平成の大合併は、地方分権が一大ブームとなるなか、市町村を地方分権の受け皿とするという国会議員の強い意向のもとに始まり、それが国全体の取り組みへと拡大した。国は、市町村の行財政基盤の強化と行政の効率化を目的に、合併特例債や合併算定替をはじめとする各種支援策を講じ、総力をあげて合併を推進した。他方、同時期に地方交付税など地方の税財源の削減を実施した。

平成の大合併の結果、2,093の市町村が合併し588の団体が誕生した一方、1,139の市町村は存続した。合併の要因を分析すると、第1に、都道府県による関与が市町村の合併判断に大きく影響したこと、第2に、小規模市町村では、住民一人当たり職員数や人口が少ないほど、合併に至ったケースが多いことがわかった。さらに、とくに人口規模の小さい市町村については、財政の硬直性が高いほど、合併の可能性が高まるという結果となった。また、非合併市町村に対するアンケート調査から、人口規模の大小や行財政基盤の強弱とは無関係に、合併を望んでもそれが叶わなかった市町村が相当数あったことがわかった。

国の狙いの一つであった行財政基盤の強化について検証するため、一人当たり職員数、財政力指数、経常収支比率について、合併市町村と非合併市町村とを比較した。一人当たり職員数は、合併市町村の方が減少ペースが緩やかであり、専門職など逆に増えている職種もあった。行政基盤は相対的に強化されたといえる。

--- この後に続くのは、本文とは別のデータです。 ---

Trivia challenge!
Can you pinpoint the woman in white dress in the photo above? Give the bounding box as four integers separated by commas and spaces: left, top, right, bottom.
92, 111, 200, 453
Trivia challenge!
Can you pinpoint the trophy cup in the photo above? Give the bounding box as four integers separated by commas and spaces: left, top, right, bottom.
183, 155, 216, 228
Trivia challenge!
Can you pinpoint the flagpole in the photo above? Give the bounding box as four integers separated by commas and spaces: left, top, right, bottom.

財政力指数は、合併市町村の方が改善幅が大きい一方、経常収支比率は、公債費増加などの影響により、合併市町村の方が小幅ながら悪化した。財政の自立性が高まる一方、財政の弾力性は低下しており、財政基盤については強化されたとはいえない。

もう一つの国の狙い、行政の効率化について検証するため、市町村の一人当たり歳出額についてパネルデータ分析を実施した。既存研究と異なる最大の特長は、合併特例債や合併算定替が合併市町村の歳出増加の要因となった可能性があることを考慮し、それらの影響を取り除く形で分析を行った点である。

結果をみると、合併特例債により建設事業費や積立金をはじめ合併市町村の歳出は増えるものの、歳出抑制効果自体は確かに認められ、時間の経過とともに拡大することが示唆された。歳出増の影響を吸収できるまでの期間は、歳出総額に公債費を含まないケースでは、ネットで5年、累積で11年、公債費を含むケースでは、ネットで10年、累積で21年という試算結果になった。合併算定替の影響に関しては、歳出総額にむしろマイナスに効くという結果となった。

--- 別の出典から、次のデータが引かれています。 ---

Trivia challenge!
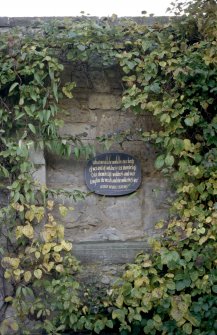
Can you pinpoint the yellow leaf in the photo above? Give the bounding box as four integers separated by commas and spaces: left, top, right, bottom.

平成の大合併については、評価者の立場などによって評価の尺度や見方は大きく異なる。国の合併の進め方に対する批判も根強い。しかし、本稿における一連の分析に基づけば、少なくとも行財政基盤の強化、行政の効率化という観点からは、一定程度評価することができる。人口減少を所与とした時代における国・地方自治体の姿を模索するうえで、平成の大合併から得られた教訓が、有効に活用されることを期待したい。